Un point d'inflation contrasté entre alimentaire et non‑alimentaire
Le Haut‑Commissariat au Plan (HCP) indique que l'Indice des prix à la consommation (IPC) a enregistré une hausse de 0,3% en juin 2026 par rapport à juin 2025. Cette progression annuelle est la résultante nette de deux mouvements opposés : une augmentation de 2,3% des prix des produits non alimentaires et une baisse de 2,3% des prix des produits alimentaires.
Évolutions mensuelles : baisse des prix entre mai et juin
Sur le plan mensuel, l'IPC recule de 0,4% en juin par rapport à mai 2026. Ce repli provient d'une diminution de 0,8% de l'indice des produits alimentaires et de 0,2% pour les produits non alimentaires. Concrètement, certains postes alimentaires affichent des baisses substantielles tandis que d'autres connaissent des hausses ciblées.
- Baisse marquée : les « Légumes » chutent de 5,2% sur le mois ; « Lait, fromage et œufs » reculent de 1,9%.

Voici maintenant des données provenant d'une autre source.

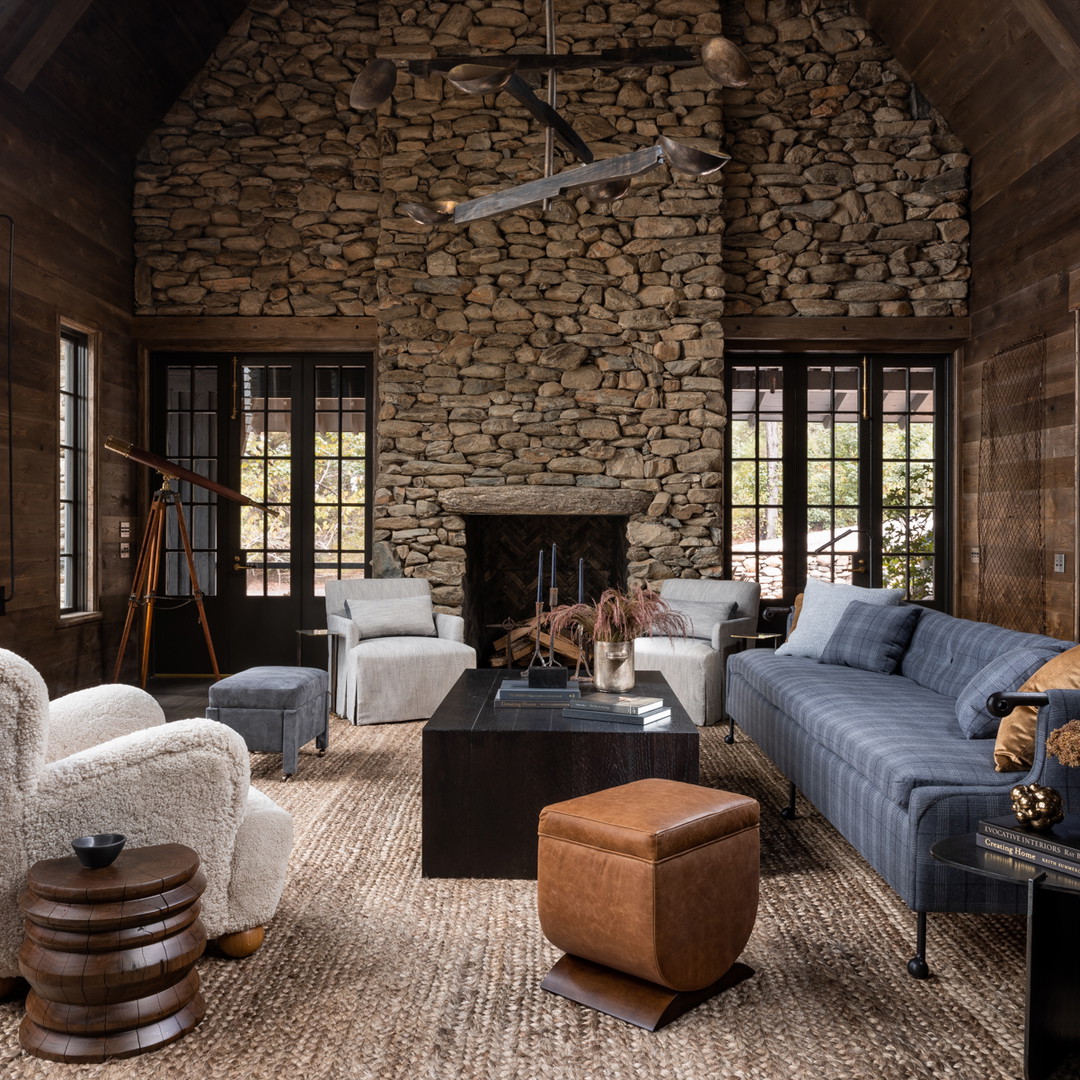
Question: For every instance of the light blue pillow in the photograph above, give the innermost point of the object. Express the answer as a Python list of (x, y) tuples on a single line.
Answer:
[(872, 636), (823, 606), (405, 617), (702, 616), (1008, 672)]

- Légères diminutions : « Viandes » et « Pain et céréales » diminuent chacun de 0,3%, « Huiles et graisses » de 0,1%.
- Hausses ponctuelles : « Poissons et fruits de mer » augmentent de 3,4%, « Fruits » de 0,8%, « Café, thé et cacao » de 0,2%.
- Pour les non‑alimentaires, la baisse la plus notable concerne les « Carburants » avec ‑2,9%.
Variations régionales
Les diminutions de l'IPC ont été particulièrement fortes dans certaines villes : Beni‑Mellal (-2,0%), Kénitra (-1,7%), Errachidia (-1,4%), Al‑Hoceima (-1,3%). D'autres centres urbains affichent des replis plus modestes (Tétouan, Fès, Laâyoune, Settat, Agadir, Casablanca, Rabat, Meknès, Dakhla). À l'inverse, Safi enregistre une hausse de 0,4% et Oujda une légère hausse de 0,1%.
| Ville | Variation (%) |
|---|---|
| Beni‑Mellal | -2,0 |
| Kénitra | -1,7 |
| Errachidia | -1,4 |
| Safi | +0,4 |
| Oujda | +0,1 |
Inflation sous‑jacente : stabilisation relative
L'indicateur d'inflation sous‑jacente — qui exclut les produits à prix volatils et les tarifs publics — montre une dynamique plus calme : +0,2% en juin par rapport à mai 2026 et une légère baisse de ‑0,1% sur un an (juin 2026 vs juin 2025). Cela signale que, hors éléments volatils comme les produits agricoles ou les carburants, la pression inflationniste reste contenue.
Conséquences et lecture pour les ménages et les décideurs
La lecture mixte de ces chiffres a plusieurs implications :
- Pour les ménages, la baisse des prix alimentaires entre mai et juin peut alléger temporairement le budget courses, mais les hausses sur certains produits (poissons, fruits) montrent des disparités selon les catégories alimentaires.
- Pour les autorités et les acteurs économiques, la hausse annuelle portée par les non‑alimentaires invite à suivre de près les composantes derrière cette hausse — notamment le poste « Transport » qui progresse fortement (+6,7% selon le HCP pour ce sous‑ensemble sur l'année).
- La stabilité relative de l'inflation sous‑jacente tempère l'urgence d'une réaction forte en politique monétaire, mais les divergences sectorielles et régionales plaident pour des réponses ciblées (aides, régulation sectorielle, suivi des chaînes d'approvisionnement).
En synthèse, l'IPC de juin 2026 reflète une situation contrastée : une hausse modérée sur un an portée par les biens non alimentaires, mais une atténuation des prix entre mai et juin, surtout grâce aux produits alimentaires. Les prochaines publications permettront de savoir si ces tendances mensuelles marquent le début d'une désinflation durable ou restent des variations saisonnières.